2. Kebutuhan CPR dalam kondisi tertentu akan membebani sumber daya yang ada, baik dari
sumber daya manusia maupun peralatan pedukung, mengingat satu tim dalam pelaksanaan
CPR membutuhkan beberapa anggota tenaga kesehatan, ditunjang dengan pernyataan bahwa
angka harapan hidup pada pasien COVID-19 yang mengalami henti jantung sangat kecil.
 Dari hal ini Elizabeth Mahase (2020) menerangkan bahwa kondisi pandemi COVID-19 ini
meningkatkan pentingnya menerapkan perintah Do Not Rescucitation (DNR) pada pasien
positif COVID-19.

 Elizabeth menambahkan pelaksanaan pesan DNR ini dapat terjadi dalam 3 situasi :

1. Pasien atau pembuat keputusan dari anggota keluarga dapat memahami dan
mengkomunikasikan dengan anggota keluarga lain bahwa pasien dalam kondisi seperti ini
tidak menginginkan dilakukan RJP/CPR, atau jika dalam kondisi sadar, pasien akan lebih
memilih tindakan lain untuk penanganan, dan bisa saja memerintahkan dokter maupun
paramedis untuk berhenti melakukan perawatan.
2. Pasien atau pembuat keputusan dapat mengikuti rekomendasi dari dokter untuk melupakan
atau menghindari tindakan CPR, dalam hal ini peran dokter maupun petugas medis lain
dituntut untuk memberikan penjelasan mengenai resiko maupun hasilnya, dalam akhir
penjelasan petugas medis diwajibkan untuk memberikan informed consent atau persetujuan
dengan pihak keluarga sebagai penguat atau legalitas hukum dalam setiap keputusan yang
diambil.
3. Dalam situasi pandemi ekstrim seperti ini yang memungkinkan CPR tidak akan efektif dalam
menangani henti jantung pasien positif COVID-19, dokter maupun petugas kesehatan lain
secara sepihak memutuskan untuk menulis perintah DNR pada pasien COVID-19. Hal ini
didahului dengan penjelasan atau edukasi yang dilakukan kepada anggota keluarga dengan
tata cara dan norma yang baik sekaligus dapat diterima, penjelasan ini menekankan bahwa
anggota keluarga dituntut untuk memberikan izin kepada dokter dalam mengambil kebijakan
ataupun tanggung jawab apapun itu keputusannya.
 Pernyataan lain dari Nick Crombie dalam Elizabeth Mahase (2020)
menjelaskan bahwa setiap pasien COVID-19 yang membutuhkan
penanganan RJP ini tidak hanya berpotensi menginfeksi Dokter
maupun tenaga medis lain, tetapi juga keluarga tenaga medis
dirumah, dalam situasi seperti ini petugas kesehatan sebagai garda
terdepan dituntut untuk masuk dalam pola fikir bahwa keselamatan
diri sendiri merupakan prioritas utama, karena hal ini kedepannya tidak
hanya berpengaruh terhadap kondisi kesehatan individu petugas
kesehatan itu sendiri.

 Jerry Nolan, Rescucitation Council UK’s executive committe and chair


of the European Resuscitation Council menjelaskan bahwa pada saat
ini para ahli di seluruh dunia sedang bergulat dengan keputusan
ataupun saran dalam mengelola pasien COVID-19 seperti CPR, masih
menjadi pembahasanbersama apakah kompresi dada mampu menjadi
sumber penularan yang signifikan.

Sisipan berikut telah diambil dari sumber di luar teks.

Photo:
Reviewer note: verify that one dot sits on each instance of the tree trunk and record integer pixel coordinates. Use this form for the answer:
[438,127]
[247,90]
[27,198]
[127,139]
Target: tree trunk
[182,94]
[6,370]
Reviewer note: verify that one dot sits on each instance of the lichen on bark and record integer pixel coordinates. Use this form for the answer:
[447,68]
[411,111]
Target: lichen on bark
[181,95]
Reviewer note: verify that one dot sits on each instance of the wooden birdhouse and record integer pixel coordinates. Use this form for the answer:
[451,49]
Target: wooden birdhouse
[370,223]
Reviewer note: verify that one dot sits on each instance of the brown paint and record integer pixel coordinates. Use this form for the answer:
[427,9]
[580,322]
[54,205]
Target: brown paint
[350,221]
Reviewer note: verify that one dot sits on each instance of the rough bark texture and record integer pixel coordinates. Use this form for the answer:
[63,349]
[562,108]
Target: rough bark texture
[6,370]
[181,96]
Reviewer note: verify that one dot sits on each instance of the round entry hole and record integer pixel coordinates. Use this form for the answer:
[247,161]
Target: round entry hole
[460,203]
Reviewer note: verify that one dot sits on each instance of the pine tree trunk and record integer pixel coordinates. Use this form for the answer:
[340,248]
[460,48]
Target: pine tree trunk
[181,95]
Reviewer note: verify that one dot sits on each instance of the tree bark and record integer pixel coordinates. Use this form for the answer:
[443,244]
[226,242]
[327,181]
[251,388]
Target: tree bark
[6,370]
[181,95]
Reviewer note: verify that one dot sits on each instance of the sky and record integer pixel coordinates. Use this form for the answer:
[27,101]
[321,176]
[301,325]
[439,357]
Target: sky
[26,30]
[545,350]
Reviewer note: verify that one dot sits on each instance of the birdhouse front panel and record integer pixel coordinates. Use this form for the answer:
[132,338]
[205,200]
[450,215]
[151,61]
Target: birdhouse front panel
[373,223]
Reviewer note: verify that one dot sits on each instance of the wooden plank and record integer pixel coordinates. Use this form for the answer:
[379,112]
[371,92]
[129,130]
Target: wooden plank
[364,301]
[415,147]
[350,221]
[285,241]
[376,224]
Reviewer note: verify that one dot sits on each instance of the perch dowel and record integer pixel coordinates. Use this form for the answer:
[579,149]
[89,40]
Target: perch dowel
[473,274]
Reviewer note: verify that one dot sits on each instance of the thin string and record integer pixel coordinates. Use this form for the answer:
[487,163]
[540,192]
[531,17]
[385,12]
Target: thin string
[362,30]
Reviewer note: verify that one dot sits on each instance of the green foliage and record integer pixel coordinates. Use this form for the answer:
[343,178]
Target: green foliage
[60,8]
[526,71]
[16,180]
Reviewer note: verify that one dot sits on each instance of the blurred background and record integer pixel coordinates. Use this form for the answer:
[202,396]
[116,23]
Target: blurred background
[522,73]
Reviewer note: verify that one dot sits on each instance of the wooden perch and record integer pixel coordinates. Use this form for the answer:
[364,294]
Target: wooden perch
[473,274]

Dalam akhir sesi Nolan
menambahkan bahwa prosedur CPR sangat memungkinkan untuk
paling tidak mengeluarkan partikel-partikel kecil yang mampu
bersama-sama dengan udara, seperti halnya droplet. Nolan juga
menekankan bahwa pada saat ini Dokter di Birmingham lebih berfokus
kepada penanganan pasien COVID-19 secara lebih serius untuk
menghindari kemungkinan terjadinya henti jantung.